Что тебе остается для себя, Рома? Когда ты не работаешь и не развлекаешь меня? Время, когда ты чистишь зубы и принимаешь душ? Потому что в остальное время ты либо работаешь, либо думаешь, чем бы еще развлечь меня. Чтобы не дать мне скатиться туда, куда я пыталась скатиться.
Ничего не остается, я вижу. Даже времени на сон. Поэтому ты спишь сейчас в машине. Марфа могла только умозрительно представить, какая должна быть степень вымотанности у человека, если его вырубило вот так, за рулем. Слава богу, что за рулем припаркованной машины!
Внезапный порыв холодного ветра взъерошил ей волосы.

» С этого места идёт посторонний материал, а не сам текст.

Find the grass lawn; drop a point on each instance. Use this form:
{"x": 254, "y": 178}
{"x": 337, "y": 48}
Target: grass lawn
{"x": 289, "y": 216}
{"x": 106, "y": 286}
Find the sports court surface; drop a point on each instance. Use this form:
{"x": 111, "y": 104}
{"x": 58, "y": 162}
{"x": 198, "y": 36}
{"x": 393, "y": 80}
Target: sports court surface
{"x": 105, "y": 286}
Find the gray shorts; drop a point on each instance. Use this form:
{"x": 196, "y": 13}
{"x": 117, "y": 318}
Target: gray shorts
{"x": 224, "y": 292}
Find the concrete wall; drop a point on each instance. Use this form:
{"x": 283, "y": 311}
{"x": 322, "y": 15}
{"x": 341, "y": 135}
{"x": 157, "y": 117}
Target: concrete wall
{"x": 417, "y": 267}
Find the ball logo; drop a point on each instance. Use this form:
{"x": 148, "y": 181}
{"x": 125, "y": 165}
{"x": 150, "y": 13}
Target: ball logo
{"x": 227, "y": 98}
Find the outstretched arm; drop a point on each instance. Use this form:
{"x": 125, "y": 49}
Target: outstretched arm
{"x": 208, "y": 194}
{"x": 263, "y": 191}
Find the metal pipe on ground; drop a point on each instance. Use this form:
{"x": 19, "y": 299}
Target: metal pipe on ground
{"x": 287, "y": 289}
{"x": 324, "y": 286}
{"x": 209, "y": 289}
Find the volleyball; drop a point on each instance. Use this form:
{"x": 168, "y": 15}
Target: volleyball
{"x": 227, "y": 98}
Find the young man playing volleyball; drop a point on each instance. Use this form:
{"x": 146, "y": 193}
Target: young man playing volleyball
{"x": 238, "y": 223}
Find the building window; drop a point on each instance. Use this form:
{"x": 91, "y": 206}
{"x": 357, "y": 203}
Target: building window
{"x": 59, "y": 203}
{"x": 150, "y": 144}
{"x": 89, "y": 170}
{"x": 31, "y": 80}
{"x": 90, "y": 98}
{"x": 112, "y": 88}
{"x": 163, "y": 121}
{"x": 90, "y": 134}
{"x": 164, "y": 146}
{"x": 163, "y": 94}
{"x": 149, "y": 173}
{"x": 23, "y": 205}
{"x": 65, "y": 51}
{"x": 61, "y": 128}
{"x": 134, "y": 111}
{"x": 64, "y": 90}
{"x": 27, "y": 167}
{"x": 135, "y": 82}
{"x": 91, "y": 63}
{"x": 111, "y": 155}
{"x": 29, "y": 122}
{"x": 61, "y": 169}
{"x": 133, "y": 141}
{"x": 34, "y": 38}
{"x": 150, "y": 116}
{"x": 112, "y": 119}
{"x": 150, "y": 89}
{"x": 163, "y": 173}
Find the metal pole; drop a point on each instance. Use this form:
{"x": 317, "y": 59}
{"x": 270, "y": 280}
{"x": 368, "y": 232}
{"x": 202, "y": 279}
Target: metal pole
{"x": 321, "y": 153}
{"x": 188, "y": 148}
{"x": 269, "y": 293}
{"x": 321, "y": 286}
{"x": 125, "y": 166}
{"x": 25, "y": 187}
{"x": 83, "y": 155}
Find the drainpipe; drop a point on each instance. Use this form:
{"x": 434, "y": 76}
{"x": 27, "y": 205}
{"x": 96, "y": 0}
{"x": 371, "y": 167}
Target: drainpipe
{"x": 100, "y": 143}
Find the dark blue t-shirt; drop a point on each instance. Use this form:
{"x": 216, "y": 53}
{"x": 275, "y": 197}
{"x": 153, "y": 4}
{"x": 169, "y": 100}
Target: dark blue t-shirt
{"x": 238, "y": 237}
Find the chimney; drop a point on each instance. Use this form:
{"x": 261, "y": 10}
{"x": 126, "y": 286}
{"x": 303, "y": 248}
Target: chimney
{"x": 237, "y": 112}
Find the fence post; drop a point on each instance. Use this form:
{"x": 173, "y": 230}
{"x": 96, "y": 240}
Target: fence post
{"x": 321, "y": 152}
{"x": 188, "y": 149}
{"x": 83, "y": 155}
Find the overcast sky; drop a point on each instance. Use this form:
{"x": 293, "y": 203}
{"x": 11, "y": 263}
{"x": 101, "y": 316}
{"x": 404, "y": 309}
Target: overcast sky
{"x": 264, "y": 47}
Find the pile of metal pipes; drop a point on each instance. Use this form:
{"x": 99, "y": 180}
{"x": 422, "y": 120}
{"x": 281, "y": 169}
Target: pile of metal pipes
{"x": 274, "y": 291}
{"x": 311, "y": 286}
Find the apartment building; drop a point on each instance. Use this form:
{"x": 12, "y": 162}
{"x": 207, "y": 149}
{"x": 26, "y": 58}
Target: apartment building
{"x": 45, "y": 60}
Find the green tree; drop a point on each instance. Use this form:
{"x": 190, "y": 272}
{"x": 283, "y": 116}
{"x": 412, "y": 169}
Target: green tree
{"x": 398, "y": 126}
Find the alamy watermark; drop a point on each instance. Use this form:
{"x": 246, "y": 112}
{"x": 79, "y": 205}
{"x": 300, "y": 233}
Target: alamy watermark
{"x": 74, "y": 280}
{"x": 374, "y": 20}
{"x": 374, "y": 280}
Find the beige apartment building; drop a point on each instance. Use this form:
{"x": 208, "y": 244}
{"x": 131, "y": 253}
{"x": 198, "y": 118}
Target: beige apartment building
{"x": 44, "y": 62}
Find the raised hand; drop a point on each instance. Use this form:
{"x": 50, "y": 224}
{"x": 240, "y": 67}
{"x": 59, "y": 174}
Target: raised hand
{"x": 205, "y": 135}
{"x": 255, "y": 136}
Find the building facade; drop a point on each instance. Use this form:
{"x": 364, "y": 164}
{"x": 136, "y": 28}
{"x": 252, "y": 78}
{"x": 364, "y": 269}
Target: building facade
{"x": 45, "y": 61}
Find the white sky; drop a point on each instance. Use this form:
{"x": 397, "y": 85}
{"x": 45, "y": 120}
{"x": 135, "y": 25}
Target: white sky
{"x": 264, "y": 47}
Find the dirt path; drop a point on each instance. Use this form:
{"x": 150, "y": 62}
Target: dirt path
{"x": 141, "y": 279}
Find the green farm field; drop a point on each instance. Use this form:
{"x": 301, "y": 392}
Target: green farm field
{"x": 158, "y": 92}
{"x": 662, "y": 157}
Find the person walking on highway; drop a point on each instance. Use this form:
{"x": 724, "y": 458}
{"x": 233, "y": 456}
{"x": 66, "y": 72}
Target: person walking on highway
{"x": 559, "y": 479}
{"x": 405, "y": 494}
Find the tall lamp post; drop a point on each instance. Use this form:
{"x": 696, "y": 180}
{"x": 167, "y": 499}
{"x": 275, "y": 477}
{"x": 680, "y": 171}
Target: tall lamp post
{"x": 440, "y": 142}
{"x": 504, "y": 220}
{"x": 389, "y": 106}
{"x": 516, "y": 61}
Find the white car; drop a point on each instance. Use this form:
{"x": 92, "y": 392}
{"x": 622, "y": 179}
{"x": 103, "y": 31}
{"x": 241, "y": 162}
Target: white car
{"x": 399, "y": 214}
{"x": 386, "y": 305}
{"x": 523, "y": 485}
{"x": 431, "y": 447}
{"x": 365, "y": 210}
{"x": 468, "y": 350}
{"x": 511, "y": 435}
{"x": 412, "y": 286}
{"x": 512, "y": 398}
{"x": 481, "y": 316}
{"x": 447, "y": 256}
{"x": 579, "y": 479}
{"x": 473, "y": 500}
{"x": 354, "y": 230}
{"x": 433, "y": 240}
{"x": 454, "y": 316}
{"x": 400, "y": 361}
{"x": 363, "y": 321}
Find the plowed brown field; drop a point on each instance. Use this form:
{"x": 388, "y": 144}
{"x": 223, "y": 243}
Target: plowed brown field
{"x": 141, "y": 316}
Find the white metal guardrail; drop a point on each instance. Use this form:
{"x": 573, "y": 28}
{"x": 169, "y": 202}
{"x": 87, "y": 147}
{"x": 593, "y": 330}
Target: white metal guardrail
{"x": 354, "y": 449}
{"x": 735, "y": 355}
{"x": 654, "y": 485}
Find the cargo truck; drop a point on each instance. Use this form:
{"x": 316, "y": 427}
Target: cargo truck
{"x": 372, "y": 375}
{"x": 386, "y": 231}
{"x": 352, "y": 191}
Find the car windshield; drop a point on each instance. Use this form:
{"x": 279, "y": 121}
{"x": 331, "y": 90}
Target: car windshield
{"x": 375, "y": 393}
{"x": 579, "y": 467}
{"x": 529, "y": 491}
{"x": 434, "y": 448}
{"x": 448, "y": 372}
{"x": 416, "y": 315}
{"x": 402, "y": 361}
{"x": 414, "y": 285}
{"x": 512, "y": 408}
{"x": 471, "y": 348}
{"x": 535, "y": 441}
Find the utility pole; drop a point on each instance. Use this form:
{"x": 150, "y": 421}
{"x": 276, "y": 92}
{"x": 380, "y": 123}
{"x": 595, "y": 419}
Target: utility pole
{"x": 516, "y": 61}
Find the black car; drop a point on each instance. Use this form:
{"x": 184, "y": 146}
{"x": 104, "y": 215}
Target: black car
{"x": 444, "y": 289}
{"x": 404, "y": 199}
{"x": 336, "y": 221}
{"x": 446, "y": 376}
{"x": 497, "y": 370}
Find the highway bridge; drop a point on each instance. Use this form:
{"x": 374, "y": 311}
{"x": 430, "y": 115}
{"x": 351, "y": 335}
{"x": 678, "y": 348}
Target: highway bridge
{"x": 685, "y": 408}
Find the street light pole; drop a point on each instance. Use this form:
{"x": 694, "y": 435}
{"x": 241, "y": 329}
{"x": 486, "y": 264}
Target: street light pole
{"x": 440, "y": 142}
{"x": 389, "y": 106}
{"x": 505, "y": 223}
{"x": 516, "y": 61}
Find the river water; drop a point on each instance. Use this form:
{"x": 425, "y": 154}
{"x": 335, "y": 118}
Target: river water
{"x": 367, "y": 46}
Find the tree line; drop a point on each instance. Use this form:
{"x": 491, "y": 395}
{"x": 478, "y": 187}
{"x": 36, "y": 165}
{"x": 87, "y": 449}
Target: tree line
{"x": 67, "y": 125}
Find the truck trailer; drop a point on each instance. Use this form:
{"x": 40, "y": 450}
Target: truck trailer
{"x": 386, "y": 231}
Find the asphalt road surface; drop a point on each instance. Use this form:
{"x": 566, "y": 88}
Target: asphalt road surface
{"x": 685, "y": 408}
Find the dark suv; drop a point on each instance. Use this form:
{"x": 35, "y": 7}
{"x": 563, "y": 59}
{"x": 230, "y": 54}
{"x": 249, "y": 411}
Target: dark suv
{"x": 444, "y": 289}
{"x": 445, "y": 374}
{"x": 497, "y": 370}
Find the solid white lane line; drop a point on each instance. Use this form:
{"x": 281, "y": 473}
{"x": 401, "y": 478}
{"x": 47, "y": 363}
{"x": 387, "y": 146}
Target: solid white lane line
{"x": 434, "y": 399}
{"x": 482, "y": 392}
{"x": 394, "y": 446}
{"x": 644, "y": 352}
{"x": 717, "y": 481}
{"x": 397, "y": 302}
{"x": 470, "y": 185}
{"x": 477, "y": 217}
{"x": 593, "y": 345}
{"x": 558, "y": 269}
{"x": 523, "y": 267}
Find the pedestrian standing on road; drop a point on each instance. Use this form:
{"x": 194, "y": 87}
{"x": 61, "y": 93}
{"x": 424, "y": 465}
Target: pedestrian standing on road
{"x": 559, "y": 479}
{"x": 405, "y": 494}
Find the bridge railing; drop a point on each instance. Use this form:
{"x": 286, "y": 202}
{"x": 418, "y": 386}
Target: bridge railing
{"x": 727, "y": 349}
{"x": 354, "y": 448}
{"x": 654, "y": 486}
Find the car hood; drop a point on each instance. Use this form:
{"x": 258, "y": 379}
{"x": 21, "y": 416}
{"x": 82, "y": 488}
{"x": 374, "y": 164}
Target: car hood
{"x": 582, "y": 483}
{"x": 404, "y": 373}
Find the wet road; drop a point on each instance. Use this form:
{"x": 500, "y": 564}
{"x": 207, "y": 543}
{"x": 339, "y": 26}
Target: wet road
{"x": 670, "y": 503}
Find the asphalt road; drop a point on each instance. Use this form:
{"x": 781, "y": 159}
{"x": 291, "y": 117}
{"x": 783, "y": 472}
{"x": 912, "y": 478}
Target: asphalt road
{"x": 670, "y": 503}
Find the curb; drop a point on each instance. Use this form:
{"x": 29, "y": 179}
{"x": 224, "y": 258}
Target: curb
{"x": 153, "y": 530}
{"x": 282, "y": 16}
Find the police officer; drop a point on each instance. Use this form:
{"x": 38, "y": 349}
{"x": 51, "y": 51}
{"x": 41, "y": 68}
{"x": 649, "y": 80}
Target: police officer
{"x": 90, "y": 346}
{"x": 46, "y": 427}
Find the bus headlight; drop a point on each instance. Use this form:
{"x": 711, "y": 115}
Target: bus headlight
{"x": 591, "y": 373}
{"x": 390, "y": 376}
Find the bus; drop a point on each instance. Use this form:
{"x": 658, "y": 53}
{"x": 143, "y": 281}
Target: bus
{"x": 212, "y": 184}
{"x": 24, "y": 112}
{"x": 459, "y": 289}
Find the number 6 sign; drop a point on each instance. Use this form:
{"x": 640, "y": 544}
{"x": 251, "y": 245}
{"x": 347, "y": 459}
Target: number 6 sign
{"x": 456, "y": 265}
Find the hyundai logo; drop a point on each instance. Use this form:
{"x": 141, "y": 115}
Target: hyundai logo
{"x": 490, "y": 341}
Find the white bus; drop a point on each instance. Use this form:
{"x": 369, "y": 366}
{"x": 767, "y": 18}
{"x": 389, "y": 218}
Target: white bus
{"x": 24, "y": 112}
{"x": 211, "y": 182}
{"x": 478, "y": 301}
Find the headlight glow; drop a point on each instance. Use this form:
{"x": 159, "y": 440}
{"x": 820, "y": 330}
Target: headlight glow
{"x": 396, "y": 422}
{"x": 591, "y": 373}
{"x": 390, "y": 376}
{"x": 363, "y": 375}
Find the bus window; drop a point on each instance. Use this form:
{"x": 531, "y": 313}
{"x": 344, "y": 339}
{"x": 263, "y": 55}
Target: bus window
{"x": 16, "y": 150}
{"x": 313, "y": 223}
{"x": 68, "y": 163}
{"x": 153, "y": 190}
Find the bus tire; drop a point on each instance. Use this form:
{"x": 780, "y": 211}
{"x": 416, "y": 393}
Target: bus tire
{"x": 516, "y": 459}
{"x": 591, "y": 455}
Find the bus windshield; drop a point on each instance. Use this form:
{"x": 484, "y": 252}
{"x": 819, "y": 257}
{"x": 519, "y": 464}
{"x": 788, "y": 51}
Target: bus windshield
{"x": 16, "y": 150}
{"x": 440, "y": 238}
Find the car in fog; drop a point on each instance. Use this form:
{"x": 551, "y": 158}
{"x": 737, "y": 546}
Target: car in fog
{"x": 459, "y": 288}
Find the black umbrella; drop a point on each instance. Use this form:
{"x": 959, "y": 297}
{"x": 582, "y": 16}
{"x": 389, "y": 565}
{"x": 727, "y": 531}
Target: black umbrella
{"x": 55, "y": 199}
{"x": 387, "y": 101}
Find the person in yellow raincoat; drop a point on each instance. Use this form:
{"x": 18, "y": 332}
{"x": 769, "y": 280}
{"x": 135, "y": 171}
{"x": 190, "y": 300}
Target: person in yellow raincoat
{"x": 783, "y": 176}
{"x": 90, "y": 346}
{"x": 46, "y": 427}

Марфа придержала дверь — и села в машину, аккуратно закрыла ее. И еще долго-долго сидела, глядя на спящего Ромку. На разлет густых темных бровей. На легшие на кожу под глазами ресницы — оказывается, густые. Губы расслаблены, но сейчас вдруг стали заметны тонкие линии — морщинки, идущие от крыльев ровного прямого носа к уголкам губ.
За рулем собственного автомобиля спал очень взрослый и чрезвычайно уставший человек.
Марфа бросила взгляд на часы. Вот уже и первый звонок в театре прозвенел. Она протянула руку и коснулась ладонью чуточку колючей щеки. Рома вздрогнул — и Марфа поспешно отняла руку.
Он поднял голову с руля и несколько секунд дезориентированным взглядом смотрел на Марфу. На щеке отпечатался круглый след от циферблата наручных часов. Этот круглый след почему-то заставил болезненно сжаться горло.
— Я уснул что ли? — почему-то сейчас, спросонья голос Ромки звучит ниже обычного. Или она просто до этого не слышала его голос, когда Роман только проснулся. А ведь спят в одной постели… Ромка тем временем не удержался, зевнул, прикрывая кулаком рот, а потом повернул запястье. — Твою мать! Ну ничего, там в начале увертюра, немного опоздаем, не страшно.